Why your data quality rules engine is failing and how to fix it?
As enterprises centralize data to support AI and analytics, enforcing consistent, scalable data quality rules has become increasingly difficult. Enterprises need a simpler way to manage data quality rules as traditional methods fall short at scale. Evolving business logic and complex data environments demand a more flexible, unified approach.
As enterprises consolidate data from multiple sources into data lakes to make it AI-ready, different teams consuming this data apply business rules and processes to ensure it meets their specific needs. Individual data products often require unique rules that structure, validate, and govern how the data is used.
To support these varied needs, data engineering teams require a framework that applies business logic effectively and ensures both data integrity and operational efficiency. This is where data quality (DQ) rules come into play.
Many data teams build homegrown rule engines or use SQL-based validation to enforce data quality checks. However, as data volumes grow and business rules evolve, these traditional approaches quickly become bottlenecks. This makes it harder to scale data quality management.
So, what’s wrong with the current approach to data quality rules? And how can enterprises move toward a more efficient, scalable solution?
Why companies should rethink their approach to data quality rules
Enterprises have implemented Data Quality (DQ) rules using two primary approaches:
- Building homegrown rule engines – Custom-built systems designed to enforce data validation within an organization’s unique architecture.

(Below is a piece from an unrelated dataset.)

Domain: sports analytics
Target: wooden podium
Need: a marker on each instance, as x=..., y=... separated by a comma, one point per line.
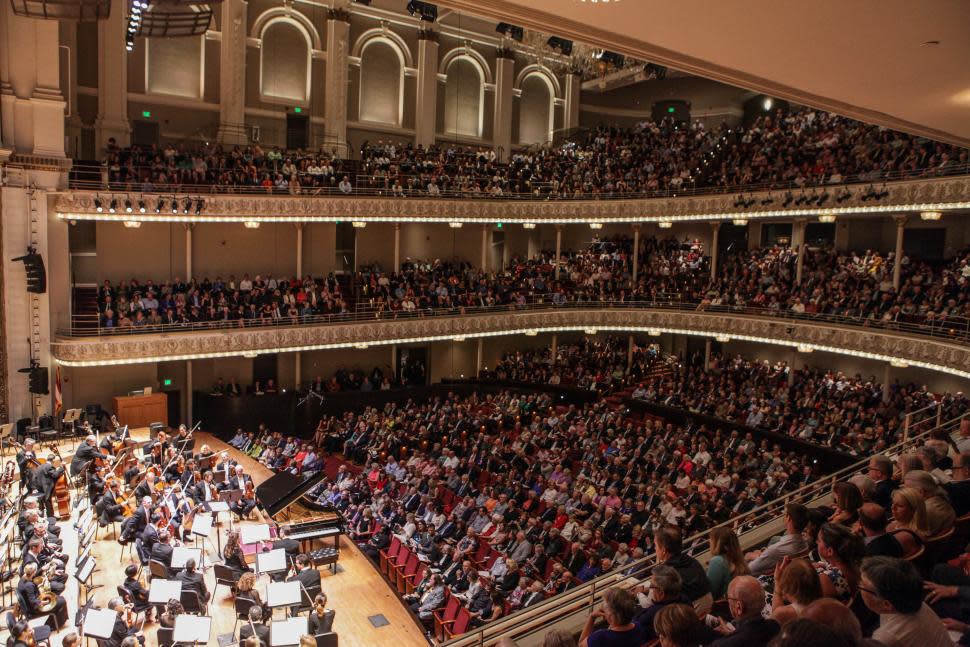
x=142, y=410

- DQ platforms supporting pushdown processing – Using off-the-shelf solutions to run DQ checks directly within databases, data lakes, and cloud warehouses using SQL queries or distributed query engines.
These approaches may have worked in the past. But as data volumes grow and business logic becomes more complex, they introduce significant scalability and performance challenges:
- No unified interface for rule management across storage systems–Enterprises manage data across diverse storage systems, but vendors often build rule engines for specific platforms, forcing teams to implement separate solutions for data lakes, cloud warehouses, and other environments.. Without a unified interface, teams must manually define, modify, and enforce rules for each system, making governance complex and increasing operational overhead. Architectural changes further complicate rule portability, adding engineering effort and slowing adoption across hybrid and multi-cloud environments.
- Compute overhead & performance bottlenecks –Homegrown DQ rule engines or vendor solutions that rely on SQL-based checks push computation down to the underlying data platform, consuming expensive processing resources. The more complex the validation logic, the higher the query execution time and infrastructure costs, especially when applied across high-volume streaming or batch workflows.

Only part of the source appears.